An analogy I often use when discussing roleplaying is that of a bookstore. Bookstores cater to a wide range of reading tastes–from science fiction and fantasy to Mills and Boon to Virago to Penguin Classics. They offer wares of interest to men, women and children. Entering a bookstore, you can choose anything from a racy best seller to a book of poetry without feeling patronised or labelled. You have freedom to choose. You have freedom to enjoy. We all have our favourite styles of literature–be it Mills and Boon or Frank Miller comics or tracts on upper Tibetan nose flutes. Yet most of us can appreciate something different when it comes along, and appreciate it on its own terms. Books bring their own values, without a sense of hierarchy or ‘us and them’. Arthur C. Clarke is no more threatened by Joan Collins than he is by Jane Austin or L. Ron Hubbard or Willy Yeats.

I look forward to the day when roleplaying can cater to the tastes of all men and women in the way that a bookstore can. We have a long way to go. Systemless roleplaying has added one more shelf at the back of the store.

What is Play? A Brief Digression

Some people have observed that systemless roleplaying is ‘serious’ roleplaying. I don’t disagree, but for me, in systemless gaming we are starting to discover the ‘play’ in roleplaying. We have always known about the roles–and for a long time we had only a very limited number of roles to choose from–the fighter, the adventurer, the outcast. At last we are discovering something of ‘play’.

Systemless gaming offers us the time to take the material offered to us and twist it around, explore it, play with it. The time constraints of an adventure module means that other things are important–finding things, fighting things, doing things. Systemless gaming offers us ‘space to play’.

Play is a highly important yet elusive term in anthropology and psychology. Play refuses to fit in, to be bound by roles. It is a joker, a trickster. It avoids convention, it avoids being told ‘you have to do it like this’.

Playfulness is volatile and sometimes explosive – and cultures try to contain the spirit of play and pack it into a number of packages. Yet it keeps escaping from these packages – that’s how roleplaying started in the first place.

Our modern culture distrusts play and all that it stands for. I think the main reason for the attack on roleplaying from fundamentalist religion stems from this–it has more to do with the Protestant imaginatin than with devils and satanism. Our culture values ‘realism’ and ‘reason’, while looking down on ‘fantasy’, ‘imagination’, and ‘myth’.

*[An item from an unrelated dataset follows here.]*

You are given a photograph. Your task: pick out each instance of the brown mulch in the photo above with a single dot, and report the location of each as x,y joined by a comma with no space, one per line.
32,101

Play is no longer forbidden on moral grounds, as it was in the Puritan Commonwealth, but is accepted less as an end in itself than as a means towards other ends. Thus professional sport and the entertainment business have become major industries, and games are encouraged among youth because they are seen as building character and teaching skills. But play for its own sake?

Play subverts the way things ought to be. It frees us to discover new ways of doing, new ways of experiencing, sometimes new ways of being. It is about disengagement, freewheeling, opening yourself to new experiences. The energies of play skip through our brains, sampling a little bit from here, a piece from there. Play can reveal to us possibilities, can help us restructure our views of what reality can and cannot be.

I believe that the challenge of systemless roleplaying is that we ask people to play when often all they want and expect is to enact a role. This is a subtle point, but it bears careful thought.